That's just the beginning. My favorite is the concept of the pre-payment penalty: a lender can (in some jurisdictions) charge you a fee if you attempt to pay down the principal on your loan sooner than you are required to.
It’s somewhat reasonable. If you make a loan, and it’s paid early, you stop making the expected profit and there is no guarantee you can reinvest the funds at the same rate. Therefore you will either disallow prepayment, charge for it, or price the risk of prepayment into your interest rate. If you can’t do any of those … you will invest elsewhere until the rates go up, for there is lots of competition for capital.
But borrowers should know what they’re getting into, and have options.
In the US that would be part of the particular loan contract.

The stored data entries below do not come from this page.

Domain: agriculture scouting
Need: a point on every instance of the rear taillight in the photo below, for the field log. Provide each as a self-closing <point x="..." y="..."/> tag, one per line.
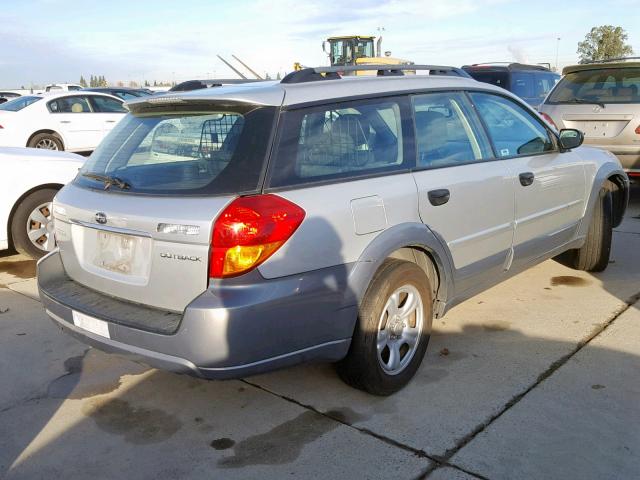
<point x="249" y="231"/>
<point x="549" y="120"/>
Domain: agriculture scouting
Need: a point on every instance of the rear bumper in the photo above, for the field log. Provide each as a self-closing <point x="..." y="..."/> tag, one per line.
<point x="245" y="327"/>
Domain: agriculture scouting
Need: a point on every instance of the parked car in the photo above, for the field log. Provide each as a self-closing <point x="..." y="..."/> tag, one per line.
<point x="120" y="92"/>
<point x="29" y="179"/>
<point x="72" y="121"/>
<point x="190" y="85"/>
<point x="530" y="82"/>
<point x="603" y="101"/>
<point x="231" y="231"/>
<point x="62" y="87"/>
<point x="6" y="96"/>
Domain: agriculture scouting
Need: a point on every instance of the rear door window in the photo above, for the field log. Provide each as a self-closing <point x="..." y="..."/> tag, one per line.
<point x="514" y="130"/>
<point x="447" y="131"/>
<point x="79" y="104"/>
<point x="341" y="140"/>
<point x="107" y="105"/>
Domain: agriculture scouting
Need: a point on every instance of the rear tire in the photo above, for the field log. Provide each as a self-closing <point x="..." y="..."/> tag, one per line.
<point x="398" y="286"/>
<point x="594" y="255"/>
<point x="46" y="141"/>
<point x="31" y="225"/>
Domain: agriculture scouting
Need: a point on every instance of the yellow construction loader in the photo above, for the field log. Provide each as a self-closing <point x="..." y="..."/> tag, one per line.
<point x="357" y="50"/>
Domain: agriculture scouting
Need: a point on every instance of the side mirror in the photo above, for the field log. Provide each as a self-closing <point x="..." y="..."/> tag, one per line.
<point x="570" y="138"/>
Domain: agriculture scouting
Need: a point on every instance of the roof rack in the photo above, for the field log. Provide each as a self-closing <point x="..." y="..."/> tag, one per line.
<point x="619" y="59"/>
<point x="333" y="73"/>
<point x="508" y="66"/>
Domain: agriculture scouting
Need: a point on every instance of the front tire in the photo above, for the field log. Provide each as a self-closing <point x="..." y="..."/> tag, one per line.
<point x="32" y="225"/>
<point x="594" y="255"/>
<point x="393" y="329"/>
<point x="46" y="141"/>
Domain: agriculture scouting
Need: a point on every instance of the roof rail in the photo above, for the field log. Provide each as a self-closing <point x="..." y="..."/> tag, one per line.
<point x="618" y="59"/>
<point x="333" y="73"/>
<point x="508" y="66"/>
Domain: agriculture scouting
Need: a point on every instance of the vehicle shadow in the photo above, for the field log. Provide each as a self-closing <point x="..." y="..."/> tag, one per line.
<point x="153" y="424"/>
<point x="158" y="424"/>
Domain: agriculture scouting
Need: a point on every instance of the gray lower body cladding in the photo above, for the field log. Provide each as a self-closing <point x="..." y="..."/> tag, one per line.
<point x="236" y="328"/>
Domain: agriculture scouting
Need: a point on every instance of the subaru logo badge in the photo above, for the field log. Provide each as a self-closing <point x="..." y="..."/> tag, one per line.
<point x="101" y="218"/>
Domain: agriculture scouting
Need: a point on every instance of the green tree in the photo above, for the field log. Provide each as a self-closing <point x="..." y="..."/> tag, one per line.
<point x="604" y="42"/>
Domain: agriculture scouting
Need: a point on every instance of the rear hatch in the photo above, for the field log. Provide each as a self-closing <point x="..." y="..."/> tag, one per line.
<point x="603" y="102"/>
<point x="136" y="222"/>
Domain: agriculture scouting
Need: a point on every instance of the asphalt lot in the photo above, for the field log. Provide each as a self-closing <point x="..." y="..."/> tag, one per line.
<point x="538" y="377"/>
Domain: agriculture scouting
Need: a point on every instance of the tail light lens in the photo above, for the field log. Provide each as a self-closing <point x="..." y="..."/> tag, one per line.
<point x="549" y="120"/>
<point x="249" y="231"/>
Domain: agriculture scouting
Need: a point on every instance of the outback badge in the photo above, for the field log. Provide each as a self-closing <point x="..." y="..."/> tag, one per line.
<point x="101" y="218"/>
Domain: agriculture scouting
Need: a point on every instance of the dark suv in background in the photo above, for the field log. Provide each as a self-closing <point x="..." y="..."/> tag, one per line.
<point x="529" y="82"/>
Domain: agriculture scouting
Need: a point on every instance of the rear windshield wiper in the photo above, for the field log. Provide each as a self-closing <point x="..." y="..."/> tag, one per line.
<point x="108" y="181"/>
<point x="586" y="102"/>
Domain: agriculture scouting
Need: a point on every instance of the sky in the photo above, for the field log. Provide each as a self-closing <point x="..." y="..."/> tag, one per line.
<point x="46" y="41"/>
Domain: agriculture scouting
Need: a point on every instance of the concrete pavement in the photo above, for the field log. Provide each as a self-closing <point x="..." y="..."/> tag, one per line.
<point x="536" y="378"/>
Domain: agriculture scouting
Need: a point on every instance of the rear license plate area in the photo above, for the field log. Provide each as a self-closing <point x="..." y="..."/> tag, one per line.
<point x="116" y="252"/>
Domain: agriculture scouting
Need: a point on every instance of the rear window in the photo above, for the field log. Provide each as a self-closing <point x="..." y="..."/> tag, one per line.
<point x="19" y="103"/>
<point x="211" y="152"/>
<point x="608" y="85"/>
<point x="500" y="79"/>
<point x="341" y="140"/>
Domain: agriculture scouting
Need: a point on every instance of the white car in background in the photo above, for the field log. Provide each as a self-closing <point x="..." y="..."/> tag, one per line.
<point x="71" y="121"/>
<point x="29" y="179"/>
<point x="68" y="87"/>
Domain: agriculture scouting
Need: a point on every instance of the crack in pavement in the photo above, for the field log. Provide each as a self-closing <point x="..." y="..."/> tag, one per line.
<point x="445" y="459"/>
<point x="365" y="431"/>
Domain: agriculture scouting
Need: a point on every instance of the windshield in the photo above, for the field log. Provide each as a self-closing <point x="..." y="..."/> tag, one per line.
<point x="18" y="103"/>
<point x="610" y="85"/>
<point x="215" y="152"/>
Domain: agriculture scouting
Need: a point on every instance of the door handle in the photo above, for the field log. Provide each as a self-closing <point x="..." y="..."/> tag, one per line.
<point x="526" y="178"/>
<point x="439" y="197"/>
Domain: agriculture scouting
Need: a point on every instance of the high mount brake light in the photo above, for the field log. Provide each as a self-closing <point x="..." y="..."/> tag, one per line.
<point x="248" y="231"/>
<point x="549" y="120"/>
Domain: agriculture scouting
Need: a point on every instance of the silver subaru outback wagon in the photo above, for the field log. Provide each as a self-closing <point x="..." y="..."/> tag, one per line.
<point x="231" y="231"/>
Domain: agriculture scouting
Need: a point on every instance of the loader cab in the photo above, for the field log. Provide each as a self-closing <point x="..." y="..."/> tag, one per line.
<point x="346" y="50"/>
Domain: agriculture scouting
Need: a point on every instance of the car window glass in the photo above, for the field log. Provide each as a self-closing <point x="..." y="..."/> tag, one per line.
<point x="107" y="105"/>
<point x="126" y="95"/>
<point x="544" y="82"/>
<point x="500" y="79"/>
<point x="217" y="152"/>
<point x="341" y="140"/>
<point x="19" y="103"/>
<point x="513" y="129"/>
<point x="70" y="105"/>
<point x="607" y="85"/>
<point x="447" y="131"/>
<point x="522" y="84"/>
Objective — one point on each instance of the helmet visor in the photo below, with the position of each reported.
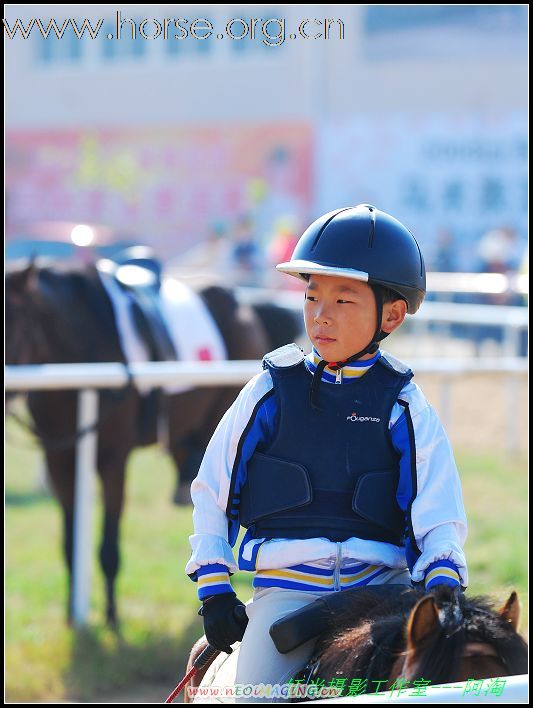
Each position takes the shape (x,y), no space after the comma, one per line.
(299,268)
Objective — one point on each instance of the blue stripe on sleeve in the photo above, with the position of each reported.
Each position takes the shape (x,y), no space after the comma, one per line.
(402,437)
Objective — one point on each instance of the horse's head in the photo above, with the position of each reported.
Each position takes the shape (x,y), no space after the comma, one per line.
(452,638)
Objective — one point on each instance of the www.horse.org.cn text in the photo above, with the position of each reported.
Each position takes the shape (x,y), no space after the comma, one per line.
(271,32)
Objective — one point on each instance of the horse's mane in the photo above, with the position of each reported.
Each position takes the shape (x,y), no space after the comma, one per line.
(70,304)
(374,636)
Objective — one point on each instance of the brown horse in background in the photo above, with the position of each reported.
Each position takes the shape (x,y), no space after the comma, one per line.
(56,315)
(375,637)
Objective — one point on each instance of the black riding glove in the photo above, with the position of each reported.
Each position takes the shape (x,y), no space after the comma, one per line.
(224,620)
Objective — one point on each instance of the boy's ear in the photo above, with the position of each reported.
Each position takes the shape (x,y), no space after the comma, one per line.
(393,315)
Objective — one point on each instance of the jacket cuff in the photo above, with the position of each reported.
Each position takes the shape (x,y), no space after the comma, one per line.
(213,579)
(441,572)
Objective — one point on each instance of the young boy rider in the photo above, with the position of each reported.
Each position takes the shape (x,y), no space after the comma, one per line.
(335,462)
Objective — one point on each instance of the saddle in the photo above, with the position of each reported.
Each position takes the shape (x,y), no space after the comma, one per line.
(326,613)
(138,274)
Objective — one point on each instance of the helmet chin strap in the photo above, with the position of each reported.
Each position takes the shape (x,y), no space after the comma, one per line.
(370,348)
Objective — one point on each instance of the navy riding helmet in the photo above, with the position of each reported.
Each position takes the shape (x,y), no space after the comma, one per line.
(365,244)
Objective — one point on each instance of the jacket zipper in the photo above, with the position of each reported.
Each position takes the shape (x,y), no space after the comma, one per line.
(337,574)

It means you have to pay attention when borrowing, but loans with that penalty likely carry a slightly lower rate for the borrower (because they are predictable for the lender). It isn't entirely arbitrary.

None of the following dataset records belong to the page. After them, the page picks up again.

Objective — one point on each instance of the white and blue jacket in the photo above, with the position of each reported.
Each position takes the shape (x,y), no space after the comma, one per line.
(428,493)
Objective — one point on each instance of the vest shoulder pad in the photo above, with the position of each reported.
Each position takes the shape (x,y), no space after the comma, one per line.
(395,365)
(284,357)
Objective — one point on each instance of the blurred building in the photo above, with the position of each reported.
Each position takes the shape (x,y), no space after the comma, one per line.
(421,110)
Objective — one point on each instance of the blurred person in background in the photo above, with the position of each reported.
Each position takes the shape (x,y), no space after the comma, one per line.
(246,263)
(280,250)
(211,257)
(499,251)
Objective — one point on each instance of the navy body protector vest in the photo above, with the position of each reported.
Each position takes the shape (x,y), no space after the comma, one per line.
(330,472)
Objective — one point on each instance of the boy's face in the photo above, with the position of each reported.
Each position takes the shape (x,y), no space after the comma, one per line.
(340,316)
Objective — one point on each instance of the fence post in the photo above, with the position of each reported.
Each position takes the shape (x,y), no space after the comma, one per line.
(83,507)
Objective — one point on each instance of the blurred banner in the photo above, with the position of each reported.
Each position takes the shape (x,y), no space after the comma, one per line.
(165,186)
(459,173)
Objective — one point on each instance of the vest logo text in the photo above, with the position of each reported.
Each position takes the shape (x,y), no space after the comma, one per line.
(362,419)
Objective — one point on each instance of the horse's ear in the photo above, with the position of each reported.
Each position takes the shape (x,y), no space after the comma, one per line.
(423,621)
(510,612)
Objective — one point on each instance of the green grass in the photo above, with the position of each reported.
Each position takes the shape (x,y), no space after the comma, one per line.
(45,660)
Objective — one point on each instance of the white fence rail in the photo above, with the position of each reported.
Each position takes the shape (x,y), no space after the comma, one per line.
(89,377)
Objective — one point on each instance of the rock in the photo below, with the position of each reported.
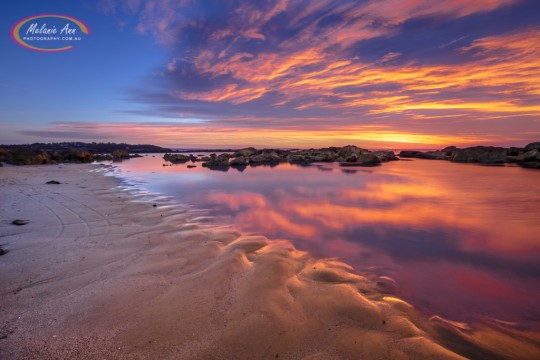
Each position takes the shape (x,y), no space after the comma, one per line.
(353,157)
(348,151)
(296,158)
(176,158)
(74,156)
(253,159)
(247,152)
(449,149)
(481,154)
(216,162)
(385,156)
(270,156)
(434,155)
(20,222)
(26,156)
(530,164)
(531,155)
(369,159)
(411,154)
(532,146)
(239,161)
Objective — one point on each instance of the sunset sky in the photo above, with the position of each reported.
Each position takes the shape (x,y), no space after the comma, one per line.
(285,73)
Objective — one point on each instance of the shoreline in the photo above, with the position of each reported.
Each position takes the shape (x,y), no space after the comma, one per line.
(96,274)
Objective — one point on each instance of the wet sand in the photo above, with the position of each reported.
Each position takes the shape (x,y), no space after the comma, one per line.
(99,272)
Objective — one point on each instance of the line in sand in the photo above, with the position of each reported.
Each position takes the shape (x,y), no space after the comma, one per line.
(98,273)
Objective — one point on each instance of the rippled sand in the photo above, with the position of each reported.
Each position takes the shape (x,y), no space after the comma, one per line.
(100,272)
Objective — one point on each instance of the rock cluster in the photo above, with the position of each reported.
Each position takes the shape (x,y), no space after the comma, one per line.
(27,156)
(348,155)
(528,157)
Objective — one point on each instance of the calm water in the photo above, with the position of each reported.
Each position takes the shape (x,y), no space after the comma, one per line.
(461,241)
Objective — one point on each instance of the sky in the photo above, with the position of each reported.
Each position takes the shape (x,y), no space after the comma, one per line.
(390,74)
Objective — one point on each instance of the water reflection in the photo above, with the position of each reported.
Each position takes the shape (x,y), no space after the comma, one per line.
(460,240)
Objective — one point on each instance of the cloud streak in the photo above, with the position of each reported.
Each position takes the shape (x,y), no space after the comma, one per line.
(298,64)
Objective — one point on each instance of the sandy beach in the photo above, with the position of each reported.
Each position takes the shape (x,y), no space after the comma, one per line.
(99,272)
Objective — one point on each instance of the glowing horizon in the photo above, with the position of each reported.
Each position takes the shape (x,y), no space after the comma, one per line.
(289,73)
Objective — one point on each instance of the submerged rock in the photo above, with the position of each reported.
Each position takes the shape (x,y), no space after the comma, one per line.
(247,152)
(385,156)
(410,153)
(239,161)
(481,154)
(532,146)
(20,222)
(176,158)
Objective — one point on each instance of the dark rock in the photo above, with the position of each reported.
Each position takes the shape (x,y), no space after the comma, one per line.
(216,162)
(27,156)
(176,158)
(449,148)
(20,222)
(531,155)
(247,152)
(296,158)
(257,159)
(385,156)
(239,161)
(352,157)
(530,164)
(411,153)
(369,159)
(481,154)
(434,155)
(533,146)
(74,156)
(348,152)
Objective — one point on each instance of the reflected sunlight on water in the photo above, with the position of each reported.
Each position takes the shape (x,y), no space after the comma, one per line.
(460,241)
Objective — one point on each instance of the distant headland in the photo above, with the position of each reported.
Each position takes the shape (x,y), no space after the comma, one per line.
(350,155)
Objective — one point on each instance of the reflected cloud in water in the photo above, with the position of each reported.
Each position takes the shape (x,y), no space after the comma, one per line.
(460,240)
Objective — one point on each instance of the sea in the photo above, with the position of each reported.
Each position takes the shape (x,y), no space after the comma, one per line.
(460,241)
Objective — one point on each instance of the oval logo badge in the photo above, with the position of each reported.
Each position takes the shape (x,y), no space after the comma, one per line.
(49,32)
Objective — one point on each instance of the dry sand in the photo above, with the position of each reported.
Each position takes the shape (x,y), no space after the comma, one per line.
(97,273)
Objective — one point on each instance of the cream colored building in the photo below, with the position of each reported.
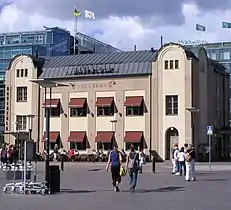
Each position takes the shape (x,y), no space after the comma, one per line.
(149,98)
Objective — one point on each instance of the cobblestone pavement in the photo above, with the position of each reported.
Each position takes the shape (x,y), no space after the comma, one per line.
(88,186)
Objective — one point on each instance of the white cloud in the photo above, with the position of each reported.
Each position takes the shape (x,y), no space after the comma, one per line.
(124,32)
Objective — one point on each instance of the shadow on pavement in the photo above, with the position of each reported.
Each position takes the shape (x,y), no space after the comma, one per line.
(95,169)
(164,189)
(214,180)
(73,191)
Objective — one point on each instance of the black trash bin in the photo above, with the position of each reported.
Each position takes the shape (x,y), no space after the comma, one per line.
(54,179)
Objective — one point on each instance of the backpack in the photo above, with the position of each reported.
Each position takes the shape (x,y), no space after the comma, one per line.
(133,162)
(188,157)
(173,151)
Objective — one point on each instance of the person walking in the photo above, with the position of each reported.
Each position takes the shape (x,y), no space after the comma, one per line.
(181,159)
(173,150)
(132,166)
(190,164)
(177,164)
(115,161)
(4,155)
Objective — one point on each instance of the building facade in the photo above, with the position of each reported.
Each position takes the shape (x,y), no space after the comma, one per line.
(149,98)
(48,42)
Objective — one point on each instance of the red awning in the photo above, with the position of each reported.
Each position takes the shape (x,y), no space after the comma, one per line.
(77,136)
(53,136)
(133,101)
(77,102)
(51,103)
(133,136)
(104,136)
(104,101)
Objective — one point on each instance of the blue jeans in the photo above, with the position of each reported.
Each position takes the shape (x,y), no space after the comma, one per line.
(133,179)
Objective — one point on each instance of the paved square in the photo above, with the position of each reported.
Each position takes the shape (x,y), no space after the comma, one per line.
(88,186)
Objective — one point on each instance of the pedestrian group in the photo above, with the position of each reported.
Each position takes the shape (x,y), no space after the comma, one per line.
(183,161)
(133,166)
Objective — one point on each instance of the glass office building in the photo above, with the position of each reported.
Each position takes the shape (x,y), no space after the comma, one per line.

That's normal. You signed a contract where you take X money and promise to return X+Y money over N years. But instead, now you want to return only X+Z money when Z<Y. In some cases, it's ok, but it doesn't have to be. In fact, there could be loans where you just don't have such an option. E.g. if you buy government bonds, the government can't just give you back the money you spent and take the bond back. The fee is an intermediary option - you can do it, but for a fee. Sometimes, if they really want your money, they could give you the option for free - at least you'd pay Z, it's better than nothing. But it's no law of the universe that they must.
It's supposed to compensate banks for lost profit from you not paying interest for the entire term. Equally, a bank can't cancel your mortgage before the term ends for the sole reason that it would be able to charge higher rates for a new mortgage.